Le blogue de François Cardinal

Archive du 20 décembre 2012

Edouard Plante-Fréchette

Crédit: Edouard Plante-Fréchette

Déjà qu’il était honteux de voir cette énorme carcasse de béton abandonnée en plein centre-ville, symbole du scandale financier de l’îlot voyageur, voilà qu’une autre ruine flambant neuve s’ajoute à la collection de Montréal.

Mais cette fois, en plein mont Royal…

Le rapport Baron sur le CUSM, dévoilé mardi, a en effet ramené dans les esprits cette monstruosité de béton abandonnée sur la rue Cedar depuis maintenant quatre ans (que vous voyez sur la photo ci-dessus et que vous pouvez voir dans son contexte en cliquant sur ce lien)! Une ruine odieuse qui symbolise non seulement le gouffre financier du CUSM, mais aussi le mépris de certaines institutions pour la montagne qu’elles ont pourtant le privilège d’occuper.

On en parle peu, probablement parce qu’il est moins exposé que l’îlot voyageur, mais le 1750 Cedar est en effet un scandale (dont j’ai parlé dans cet édito l’an dernier) qui mérite d’être décortiqué pour en saisir le caractère abject.

En un mot, le CUSM a tenté de faire par la porte de derrière ce qu’on lui refusait par la porte d’en avant…

L’histoire débute avec l’incendie du bâtiment résidentiel du 1750 Cedar (que l’on peut voir sur la carte ci-bas), il y a de cela de nombreuses années. Le propriétaire propose alors un projet de maisons de ville qui a la faveur des citoyens et de la Ville.

Le chantier débute par le stationnement souterrain… et s’arrête avec le stationnement souterrain. Le promoteur s’est alors rendu compte que la facture était bien plus élevée que prévue, ce qui l’obligeait à revoir ses plans, et à proposer des condos nombreux et hideux.

Les citoyens ont alors rué dans les brancards. Ils ont signé les registres, trois fois plutôt qu’une, puis le projet a été revu, revu et revu encore. Pour aboutir, finalement, à de nouvelles autorisations permettant la construction de 64 condos.

Coup de théâtre en 2011. Après avoir nié pendant des années, le CUSM annonce qu’il a acquis la carcasse de béton abandonnée aux grands vents depuis 2008, puis il propose de la transformer en cliniques externes et de la rattacher à l’hôpital Général de Montréal.

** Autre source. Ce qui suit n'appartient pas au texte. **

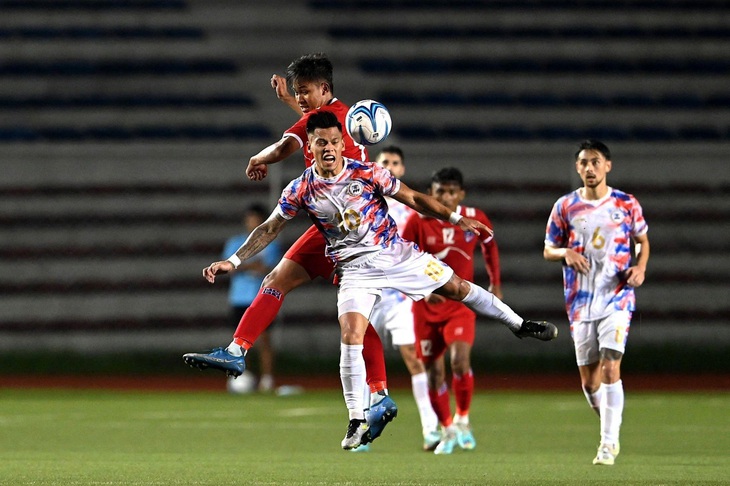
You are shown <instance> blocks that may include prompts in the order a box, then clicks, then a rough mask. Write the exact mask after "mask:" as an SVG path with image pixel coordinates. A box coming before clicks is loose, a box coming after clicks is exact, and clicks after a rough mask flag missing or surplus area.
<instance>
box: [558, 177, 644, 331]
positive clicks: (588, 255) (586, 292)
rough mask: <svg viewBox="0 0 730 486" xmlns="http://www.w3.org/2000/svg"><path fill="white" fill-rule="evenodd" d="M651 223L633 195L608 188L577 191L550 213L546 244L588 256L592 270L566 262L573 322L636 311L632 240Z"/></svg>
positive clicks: (571, 316)
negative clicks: (633, 287)
mask: <svg viewBox="0 0 730 486" xmlns="http://www.w3.org/2000/svg"><path fill="white" fill-rule="evenodd" d="M648 229H649V227H648V225H647V223H646V221H645V220H644V216H643V213H642V209H641V205H640V204H639V202H638V201H637V200H636V198H634V196H632V195H631V194H626V193H625V192H622V191H619V190H618V189H612V188H610V187H609V188H608V193H607V194H606V196H604V197H603V198H601V199H599V200H596V201H592V200H587V199H584V198H583V197H581V191H580V189H579V190H576V191H573V192H571V193H570V194H566V195H565V196H563V197H561V198H560V199H558V200H557V202H556V203H555V205H554V206H553V209H552V212H551V213H550V219H549V220H548V224H547V229H546V232H545V244H546V245H547V246H552V247H555V248H570V249H572V250H574V251H576V252H578V253H580V254H581V255H583V256H585V257H586V258H587V259H588V262H589V264H590V270H589V272H588V274H587V275H583V274H581V273H579V272H576V271H575V270H573V269H572V268H570V267H569V266H567V265H563V285H564V291H565V304H566V310H567V312H568V318H569V320H570V321H571V322H577V321H590V320H596V319H602V318H604V317H606V316H608V315H610V314H611V313H613V312H614V311H620V310H626V311H633V310H635V305H636V300H635V295H634V288H633V287H631V286H629V285H628V284H627V283H626V277H625V274H624V272H625V271H626V270H627V269H628V268H629V266H630V265H631V239H632V238H633V237H637V236H641V235H643V234H645V233H646V232H647V231H648Z"/></svg>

Or cela allait à l’encontre de toutes les promesses faites par le CUSM, en plus d’être douteux sur le plan éthique et financier.

D’un côté, le CUSM avait nié à plusieurs reprises être intéressé par le 1750, en plus de s’engager à ne jamais dépasser la superficie qu’il occupait sur la montagne.

Et de l’autre, il a acquis le bâtiment sans condition, en catimini, à fort prix, sans même savoir si la Ville accepterait de changer le zonage de «résidentiel» à «institutionnel».

Est ensuite arrivé ce qui devait arriver : la Ville a refusé… et depuis, le squelette de béton est abandonné sur la rue Cedar, dans le décor enchanteur du mont Royal.

Ce qu’aurait franchement dû prévoir le CUSM et son directeur, Arthur Porter, qui s’est occupé de ce dossier du début à la fin. D’abord parce qu’en 2010, l’administration Tremblay avait affirmé haut et fort qu’elle ne permettrait plus à aucune institution de s’étendre au-delà de son empreinte au sol. Ensuite parce qu’un projet similaire avait été catégoriquement rejeté en 2009.

campus3Voilà donc ce qu’a tenté de contourner le CUSM en achetant en douce ce chantier fantôme, malgré toutes les belles promesses faites aux résidents, aux Amis de la montagne, à Héritage Montréal, etc.

Et pour ajouter à l’insulte, on apprend quatre choses dans le rapport Baron.

- Que les engagements du CUSM répétés jusqu’en 2011 n’étaient que mensonges, puisque des négociations secrètes avec le propriétaire avaient lieu depuis 2007.

- Que l’acquisition fût fixée à 125 M$, soit l’équivalent de 1 000 $ du pied carré, une valeur dépassant largement les valeurs du marché immobilier actuel de Montréal.

- Que le bras immobilier du CUSM a utilisé des «prête-noms» pour conclure la transaction.

- Et que l’Agence de Montréal et le ministère de la Santé avaient refusé d’appuyer cette opération «inhabituelle et irrégulière»…

Résultat : un autre scandale financier, une perte estimée à 40 M$ pour le CUSM… et une seconde ruine toute neuve pour Montréal.